### Archive

Posts Tagged ‘Semi-supervised learning’

## A surrogate learning mystery

I’ll present an application of the surrogate learning idea in the previous post. It is mildly surprising at first blush, which I’ll contrive to make more mysterious.

Murders she induced

For readers who appreciate this sort of a thing, here’s the grandmother of all murder mysteries. In this one Miss Marple solves a whole bunch of unrelated murders all at once.

Miss Marple having finally grown wise to the unreliability of feminine intuition in solving murder mysteries spent some time learning statistics. She then convinced one of her flat-footed friends at the Scotland Yard to give her the files on all the unsolved murders, that were just sitting around gathering dust and waiting for someone with her imagination and statistical wiles.
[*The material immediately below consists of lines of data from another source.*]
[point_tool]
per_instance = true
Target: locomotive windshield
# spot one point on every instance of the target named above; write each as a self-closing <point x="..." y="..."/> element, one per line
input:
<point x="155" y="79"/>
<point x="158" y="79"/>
She came home with the massive pile of papers and sat down to study them.

The file on each murder carefully listed all the suspects, with their possible motives, their accessibility to the murder weapon, psychological characteristics, previous convictions and many other details. There was a large variety in the number of suspects for different murders.

Furthermore, for every case the investigating officer made a note that the murderer was very likely to be part of the suspect pool. Only, it was not possible to narrow down the pool to one, and none of the suspects confessed.

Thinking statistically, Miss Marple decided to encode the characteristics of each suspect by a feature vector. Drawing on her vast experience in these matters she assigned numeric values to features like motives, psychology, relationship to the victim and access to the weapon.

All that was left was to build a statistical model that predicted the probability of a suspect being the murderer from his feature vector.  She would then rank all the suspects of a case by this probability, and then she can have Scotland Yard try to get the most likely suspect to confess.

At this point Miss Marple paused for a moment to rue her oversight in not asking for the files on the solved murders as well. She could have used the suspects (and the known murderer) from the solved murders as labeled examples to train her statistical model. However, she soon realized …

I know you are tense with anticipation of the inevitable twist in the tale. Here it is.

… she soon realized that she could build her model by training a regressor to predict, from the feature vector of a suspect, the size of the suspect pool he belongs to.

The clues

Let’s re-examine the pertinent facts — 1. every suspect pool contains the murderer, 2.  the suspect pools are of varying sizes.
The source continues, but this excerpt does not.